Relation to Existing Promise-as-Effect Libraries. To develop our active object library, we made our own implementation of promises. This was convenient, as full-control allowed us to tie both together, which was essential for implementing forward, notably.

However, implementing an industrial-strength promise library with efficient scheduling, parallelism, and system integration is a significant task. Making several such libraries work together is delicate. In practice, eio [15] is trending towards being the standard promise library in OCaml.

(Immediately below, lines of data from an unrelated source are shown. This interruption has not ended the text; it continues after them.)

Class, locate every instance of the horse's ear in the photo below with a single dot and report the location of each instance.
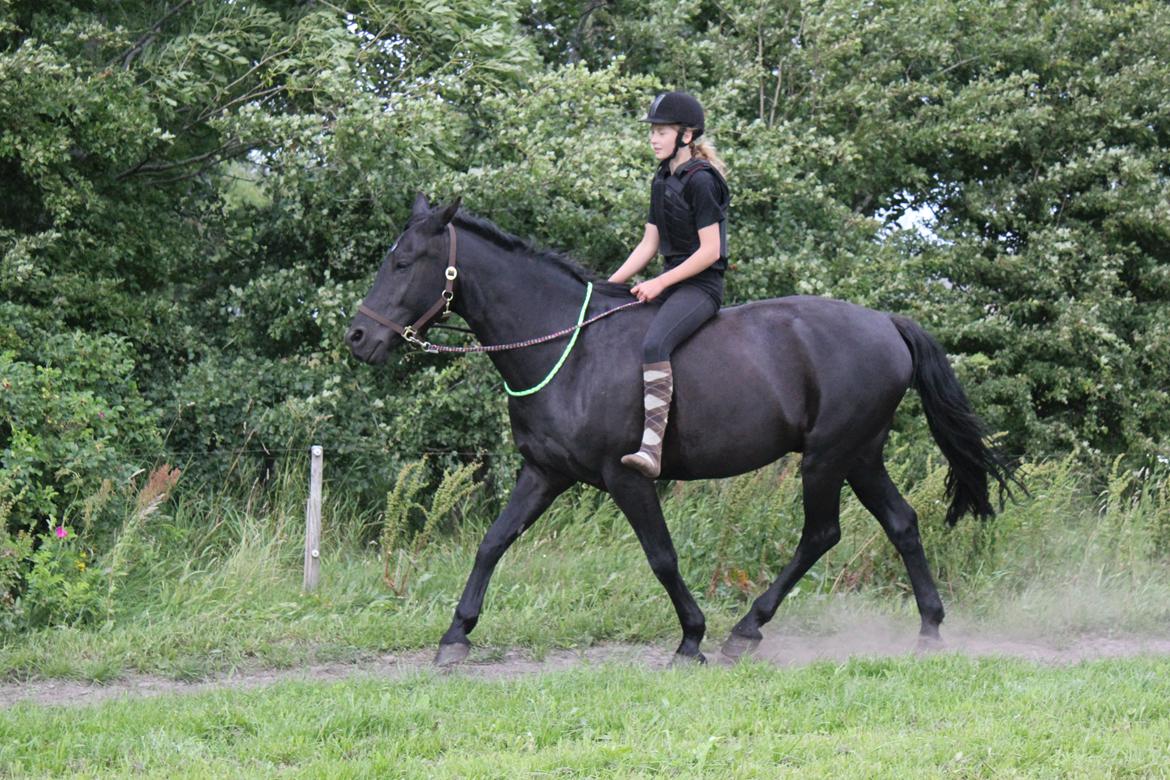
(448, 213)
(421, 206)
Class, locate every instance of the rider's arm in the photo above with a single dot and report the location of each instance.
(640, 257)
(704, 257)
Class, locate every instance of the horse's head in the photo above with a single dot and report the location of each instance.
(408, 283)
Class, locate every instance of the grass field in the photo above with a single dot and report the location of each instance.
(214, 588)
(944, 716)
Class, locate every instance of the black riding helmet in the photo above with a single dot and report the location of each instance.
(676, 109)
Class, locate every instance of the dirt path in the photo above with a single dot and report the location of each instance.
(868, 637)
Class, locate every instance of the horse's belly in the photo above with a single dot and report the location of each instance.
(750, 420)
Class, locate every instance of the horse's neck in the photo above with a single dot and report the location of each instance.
(509, 296)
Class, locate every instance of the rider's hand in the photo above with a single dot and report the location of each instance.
(648, 290)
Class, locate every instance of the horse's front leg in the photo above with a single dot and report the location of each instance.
(534, 491)
(638, 499)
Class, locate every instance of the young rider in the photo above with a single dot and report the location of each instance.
(687, 222)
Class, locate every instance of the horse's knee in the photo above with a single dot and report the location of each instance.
(663, 563)
(823, 539)
(904, 536)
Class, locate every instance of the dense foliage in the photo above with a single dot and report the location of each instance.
(195, 194)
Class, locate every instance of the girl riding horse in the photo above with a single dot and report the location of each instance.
(687, 223)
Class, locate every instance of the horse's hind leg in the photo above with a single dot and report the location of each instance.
(821, 487)
(872, 484)
(638, 499)
(534, 491)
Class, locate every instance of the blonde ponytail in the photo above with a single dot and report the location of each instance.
(706, 150)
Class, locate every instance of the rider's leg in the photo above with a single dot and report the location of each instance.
(679, 317)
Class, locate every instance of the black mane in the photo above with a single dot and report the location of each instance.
(490, 230)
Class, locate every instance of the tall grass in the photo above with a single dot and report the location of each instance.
(215, 581)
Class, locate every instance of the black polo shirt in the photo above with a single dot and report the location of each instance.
(703, 194)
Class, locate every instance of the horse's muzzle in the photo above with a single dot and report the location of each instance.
(369, 344)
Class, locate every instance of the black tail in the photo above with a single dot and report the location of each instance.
(957, 429)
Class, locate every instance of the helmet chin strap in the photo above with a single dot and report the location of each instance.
(678, 145)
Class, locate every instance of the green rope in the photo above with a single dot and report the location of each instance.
(564, 356)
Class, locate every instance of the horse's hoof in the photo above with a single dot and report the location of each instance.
(451, 655)
(930, 643)
(681, 661)
(737, 647)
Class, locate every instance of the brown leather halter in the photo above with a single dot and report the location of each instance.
(441, 308)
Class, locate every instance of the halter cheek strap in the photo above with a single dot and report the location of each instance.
(440, 309)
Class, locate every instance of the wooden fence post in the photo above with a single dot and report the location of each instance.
(312, 520)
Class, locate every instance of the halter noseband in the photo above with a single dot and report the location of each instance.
(441, 308)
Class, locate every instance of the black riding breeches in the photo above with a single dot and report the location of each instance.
(683, 311)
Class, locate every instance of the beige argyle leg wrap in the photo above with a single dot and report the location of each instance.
(659, 386)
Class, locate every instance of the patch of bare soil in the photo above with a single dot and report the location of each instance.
(869, 636)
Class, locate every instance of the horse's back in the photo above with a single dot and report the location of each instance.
(783, 374)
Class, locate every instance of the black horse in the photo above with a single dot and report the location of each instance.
(804, 374)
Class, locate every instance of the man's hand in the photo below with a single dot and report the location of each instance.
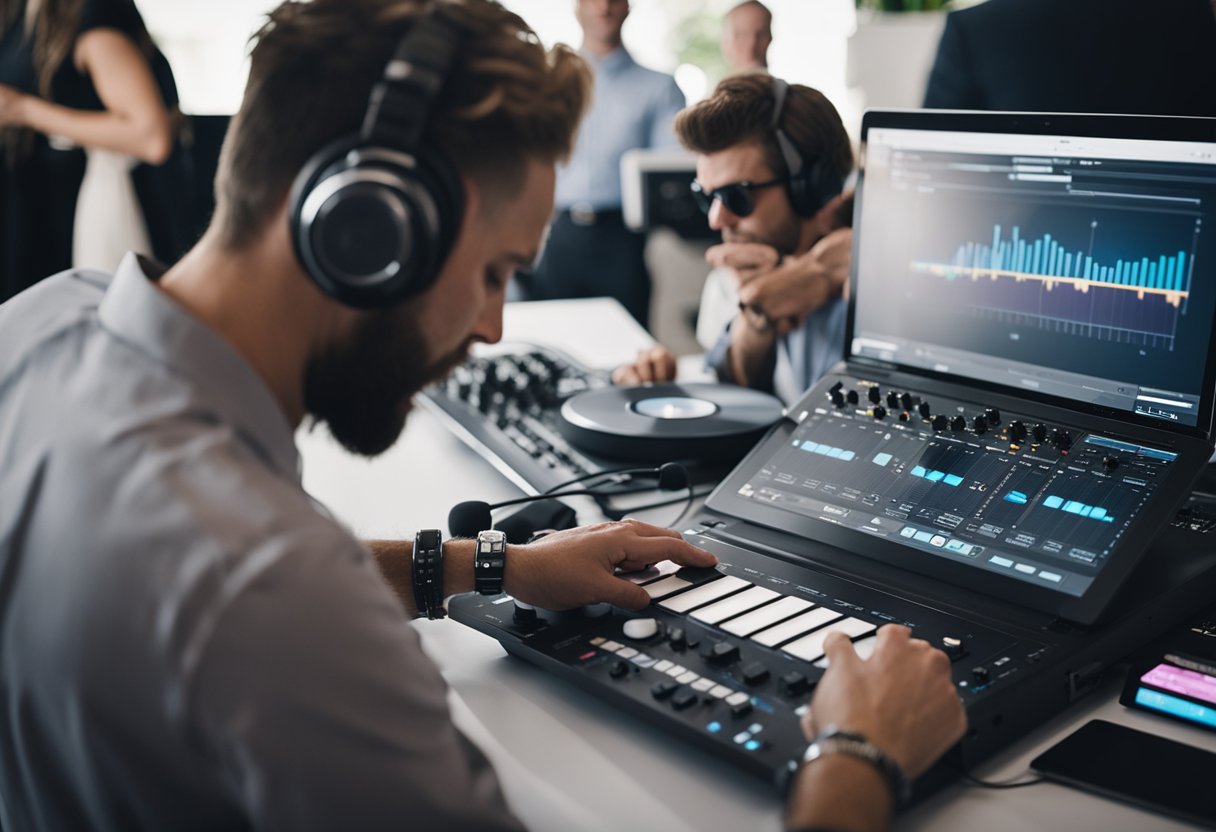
(11, 101)
(576, 567)
(747, 260)
(902, 698)
(652, 365)
(794, 290)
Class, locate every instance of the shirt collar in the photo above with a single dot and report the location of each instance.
(138, 312)
(612, 63)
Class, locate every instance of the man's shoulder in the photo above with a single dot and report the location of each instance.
(46, 309)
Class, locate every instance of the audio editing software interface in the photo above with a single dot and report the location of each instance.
(1053, 264)
(1056, 264)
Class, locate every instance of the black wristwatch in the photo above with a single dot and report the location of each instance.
(427, 575)
(834, 741)
(489, 562)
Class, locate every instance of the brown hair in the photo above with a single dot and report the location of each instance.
(506, 100)
(739, 112)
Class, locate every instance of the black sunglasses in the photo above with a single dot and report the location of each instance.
(736, 196)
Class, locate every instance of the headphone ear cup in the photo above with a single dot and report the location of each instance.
(372, 226)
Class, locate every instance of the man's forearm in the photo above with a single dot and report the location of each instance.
(752, 355)
(842, 793)
(394, 558)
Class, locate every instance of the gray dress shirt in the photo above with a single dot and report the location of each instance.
(187, 640)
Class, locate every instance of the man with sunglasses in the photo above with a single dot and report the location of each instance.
(771, 162)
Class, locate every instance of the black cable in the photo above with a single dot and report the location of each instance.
(972, 780)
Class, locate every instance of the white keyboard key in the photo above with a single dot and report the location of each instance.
(795, 627)
(766, 616)
(643, 577)
(703, 594)
(810, 648)
(735, 605)
(660, 589)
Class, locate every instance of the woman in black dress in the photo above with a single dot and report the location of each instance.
(73, 73)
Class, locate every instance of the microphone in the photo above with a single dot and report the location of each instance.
(467, 518)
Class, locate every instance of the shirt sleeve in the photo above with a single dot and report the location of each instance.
(321, 710)
(669, 102)
(111, 15)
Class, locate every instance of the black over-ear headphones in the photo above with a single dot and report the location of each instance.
(810, 187)
(373, 214)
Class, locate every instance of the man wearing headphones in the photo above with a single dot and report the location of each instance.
(771, 162)
(187, 640)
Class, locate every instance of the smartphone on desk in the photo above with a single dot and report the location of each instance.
(1138, 768)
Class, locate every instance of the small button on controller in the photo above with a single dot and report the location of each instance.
(640, 629)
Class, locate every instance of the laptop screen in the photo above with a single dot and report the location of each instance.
(1029, 388)
(1068, 265)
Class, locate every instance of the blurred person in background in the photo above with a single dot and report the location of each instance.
(1081, 56)
(83, 86)
(590, 251)
(773, 308)
(747, 34)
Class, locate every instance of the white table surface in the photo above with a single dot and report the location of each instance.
(570, 762)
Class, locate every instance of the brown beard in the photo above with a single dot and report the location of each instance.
(364, 389)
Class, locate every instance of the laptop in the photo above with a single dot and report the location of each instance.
(1025, 400)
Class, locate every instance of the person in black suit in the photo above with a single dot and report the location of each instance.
(1092, 56)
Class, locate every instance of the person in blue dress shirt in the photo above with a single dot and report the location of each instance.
(590, 252)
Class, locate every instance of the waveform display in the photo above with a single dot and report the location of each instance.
(1048, 260)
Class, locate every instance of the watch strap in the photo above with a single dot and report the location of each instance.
(836, 741)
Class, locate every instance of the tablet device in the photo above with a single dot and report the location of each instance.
(1137, 768)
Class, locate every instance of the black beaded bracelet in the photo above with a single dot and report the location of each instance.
(428, 573)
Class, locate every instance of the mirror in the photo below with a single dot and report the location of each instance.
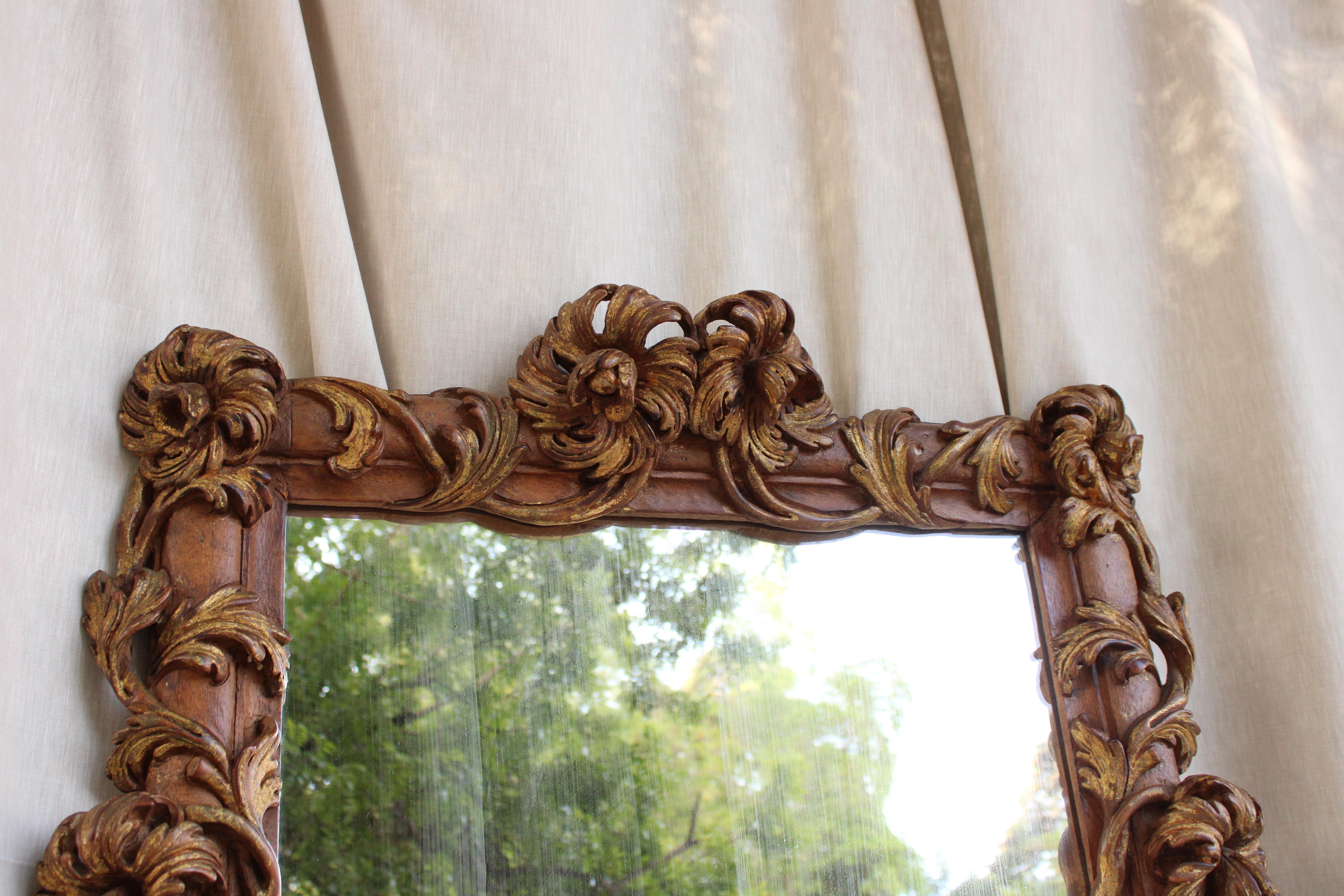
(662, 711)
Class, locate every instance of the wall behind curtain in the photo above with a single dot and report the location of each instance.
(416, 191)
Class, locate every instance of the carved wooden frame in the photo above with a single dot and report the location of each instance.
(725, 425)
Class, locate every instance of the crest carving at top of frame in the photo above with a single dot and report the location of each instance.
(604, 406)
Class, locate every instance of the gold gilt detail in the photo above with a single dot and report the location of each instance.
(197, 412)
(603, 402)
(466, 463)
(1208, 839)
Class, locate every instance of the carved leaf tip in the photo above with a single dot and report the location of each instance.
(1208, 842)
(202, 636)
(131, 844)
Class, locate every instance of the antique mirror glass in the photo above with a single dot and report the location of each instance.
(663, 711)
(533, 645)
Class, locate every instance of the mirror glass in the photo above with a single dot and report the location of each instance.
(662, 711)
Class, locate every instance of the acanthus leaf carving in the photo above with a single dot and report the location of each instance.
(987, 447)
(204, 637)
(197, 412)
(884, 459)
(603, 402)
(759, 402)
(466, 463)
(1208, 842)
(131, 844)
(1208, 835)
(1096, 457)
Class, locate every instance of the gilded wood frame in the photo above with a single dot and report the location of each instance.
(725, 425)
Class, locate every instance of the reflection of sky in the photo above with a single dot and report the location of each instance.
(954, 616)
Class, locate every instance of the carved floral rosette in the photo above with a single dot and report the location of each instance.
(1206, 835)
(197, 412)
(601, 405)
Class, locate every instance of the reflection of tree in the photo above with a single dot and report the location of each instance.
(1029, 862)
(472, 713)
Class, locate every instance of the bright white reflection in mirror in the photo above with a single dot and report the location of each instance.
(654, 711)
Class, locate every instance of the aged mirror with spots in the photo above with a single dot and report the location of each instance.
(655, 621)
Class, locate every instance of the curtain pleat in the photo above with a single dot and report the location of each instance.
(407, 194)
(1162, 194)
(502, 158)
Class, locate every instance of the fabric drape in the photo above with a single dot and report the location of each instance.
(407, 195)
(1165, 199)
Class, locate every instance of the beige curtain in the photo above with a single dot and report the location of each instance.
(405, 194)
(1165, 198)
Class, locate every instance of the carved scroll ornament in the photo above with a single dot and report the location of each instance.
(601, 406)
(198, 410)
(1208, 836)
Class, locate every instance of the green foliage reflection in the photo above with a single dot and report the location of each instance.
(478, 714)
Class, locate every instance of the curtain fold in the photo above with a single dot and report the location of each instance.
(499, 159)
(162, 166)
(1162, 194)
(407, 197)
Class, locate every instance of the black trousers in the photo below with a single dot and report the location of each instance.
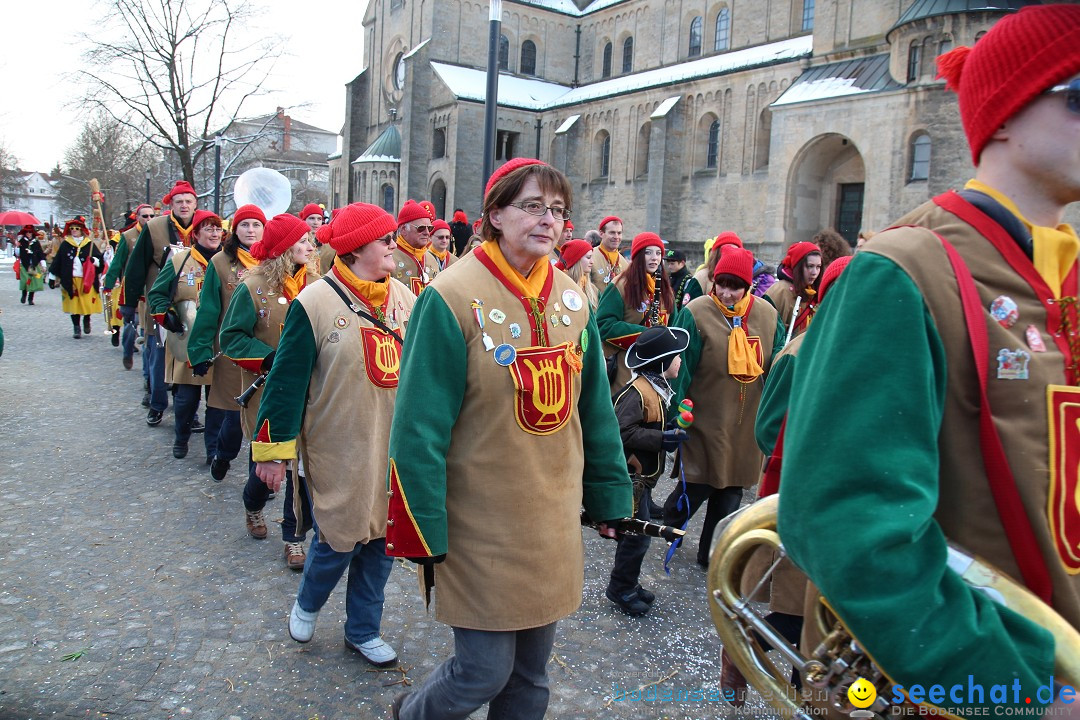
(721, 503)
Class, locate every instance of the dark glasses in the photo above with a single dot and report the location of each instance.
(1071, 91)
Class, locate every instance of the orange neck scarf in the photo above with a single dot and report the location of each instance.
(374, 293)
(529, 287)
(742, 360)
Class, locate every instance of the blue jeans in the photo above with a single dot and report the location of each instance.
(507, 669)
(127, 335)
(227, 431)
(255, 499)
(156, 356)
(368, 569)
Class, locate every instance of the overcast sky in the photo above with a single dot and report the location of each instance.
(38, 119)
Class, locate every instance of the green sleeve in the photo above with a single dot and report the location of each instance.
(117, 267)
(238, 333)
(691, 357)
(135, 270)
(609, 313)
(285, 392)
(426, 412)
(856, 510)
(773, 405)
(160, 296)
(607, 492)
(201, 336)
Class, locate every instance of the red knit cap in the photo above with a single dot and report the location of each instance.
(1022, 55)
(736, 261)
(355, 226)
(796, 253)
(178, 189)
(646, 240)
(310, 208)
(572, 252)
(281, 233)
(609, 218)
(507, 168)
(412, 211)
(202, 216)
(832, 272)
(248, 213)
(726, 238)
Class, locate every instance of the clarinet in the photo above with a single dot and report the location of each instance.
(655, 306)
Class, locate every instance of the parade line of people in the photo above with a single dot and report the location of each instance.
(369, 360)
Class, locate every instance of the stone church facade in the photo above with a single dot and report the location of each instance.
(770, 118)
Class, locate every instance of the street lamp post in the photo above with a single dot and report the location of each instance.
(491, 97)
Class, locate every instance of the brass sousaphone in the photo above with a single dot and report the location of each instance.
(839, 659)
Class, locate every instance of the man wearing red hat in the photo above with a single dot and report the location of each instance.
(160, 238)
(608, 262)
(414, 265)
(316, 396)
(959, 331)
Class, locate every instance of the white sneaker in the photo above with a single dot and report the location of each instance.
(376, 652)
(301, 623)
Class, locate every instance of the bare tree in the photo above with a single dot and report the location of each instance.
(175, 70)
(113, 153)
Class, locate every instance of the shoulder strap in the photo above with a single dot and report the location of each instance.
(1017, 527)
(356, 309)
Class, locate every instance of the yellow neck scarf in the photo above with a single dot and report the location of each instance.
(295, 283)
(529, 287)
(1055, 248)
(245, 258)
(184, 232)
(418, 253)
(373, 291)
(612, 256)
(742, 360)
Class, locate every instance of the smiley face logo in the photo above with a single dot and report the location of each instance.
(862, 693)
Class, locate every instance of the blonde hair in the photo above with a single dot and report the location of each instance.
(275, 269)
(577, 273)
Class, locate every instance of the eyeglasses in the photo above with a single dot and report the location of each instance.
(1071, 91)
(532, 207)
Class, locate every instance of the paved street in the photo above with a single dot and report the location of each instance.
(129, 586)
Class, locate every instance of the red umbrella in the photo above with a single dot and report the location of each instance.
(16, 217)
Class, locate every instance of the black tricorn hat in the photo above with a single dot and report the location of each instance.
(657, 343)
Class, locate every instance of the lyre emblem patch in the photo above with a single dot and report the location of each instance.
(381, 357)
(543, 381)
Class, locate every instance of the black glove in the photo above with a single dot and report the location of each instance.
(672, 439)
(172, 322)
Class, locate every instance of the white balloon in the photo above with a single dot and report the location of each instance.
(264, 187)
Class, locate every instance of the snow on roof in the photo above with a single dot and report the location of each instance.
(523, 93)
(529, 94)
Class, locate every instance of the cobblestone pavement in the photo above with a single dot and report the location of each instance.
(129, 586)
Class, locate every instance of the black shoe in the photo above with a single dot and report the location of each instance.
(218, 469)
(630, 602)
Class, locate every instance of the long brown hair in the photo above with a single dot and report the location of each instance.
(635, 290)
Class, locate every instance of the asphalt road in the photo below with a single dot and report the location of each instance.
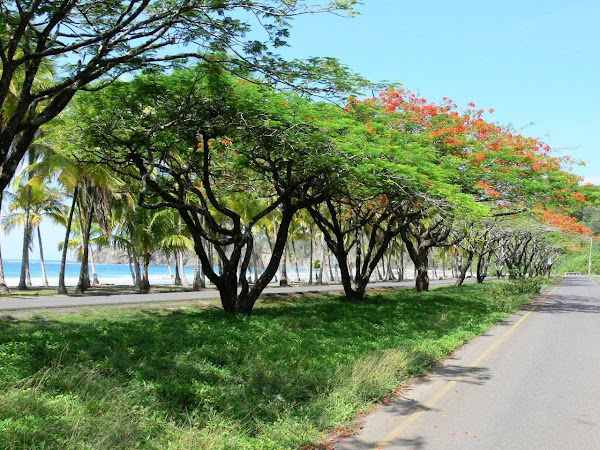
(532, 382)
(41, 302)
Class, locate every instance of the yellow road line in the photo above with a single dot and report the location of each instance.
(388, 438)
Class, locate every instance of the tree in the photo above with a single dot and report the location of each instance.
(193, 141)
(102, 39)
(30, 204)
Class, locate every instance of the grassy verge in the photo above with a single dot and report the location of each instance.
(198, 378)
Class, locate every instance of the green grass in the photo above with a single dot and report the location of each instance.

Now that we formalised our semantics independently, one of the next steps is to adapt our developments to rely on an existing scheduling library. There are two difficulties here:

  • Adapting to different underlying primitives (eio uses “suspend”, similar to a form of yielding, and “fork” to create new promises).

  • Finding a way to extend the scheduler implemented by an existing library, accessing its internal state, without completely breaking its invariants, nor breaking abstraction.

Optimisation on Forward. As we mentioned in Sect. 3, forward is a construct that allows efficient delegation of asynchronous method invocations by making shortcuts when a future is resolved with another one [6]. For simplicity, we decided not to specify forward in our formal development. Its specification and proof is rather straightforward, by introducing an additional effect. In the future, in addition to this formal aspect, we would like to experiment with introducing delegated method calls automatically, following the analogy with tail-call optimisations.

Hiding Semantics and Middle-Step Reductions. Proof of correctness of translations between languages and calculi often reduce to simulation or bisimulation proofs [5, 6, 16] between a source program and a transformed program. Often, it is however necessary for the transformed program to do more steps than the original one. These additional internal steps are necessary to maintain internal information on the program state. Sometimes, even the source program must also do some internal steps. The usual tool to prove the equivalence in this case is to use a weak bisimulation that “ignores” some steps marked as internal. However, weak bisimulations do not guarantee the preservation of all program properties, in particular liveness properties [8]. In such situations, some previous work prove branching bisimilarity which is stronger but not always sufficient.

In this article, we developed a new “hiding” semantics and a middle-step reduction which executes one non-hidden step, followed by as many hidden steps as possible. This allows us to decide exactly in the specification of the translation which code is “administrative” and which code must really be synchronised. Naturally, in our context, such code is deterministic.

While we developed this in an ad-hoc manner here, we believe this approach can be adapted to many other program translations, simplifying simplifying the proof of correctness for compilers, and program transformations in general.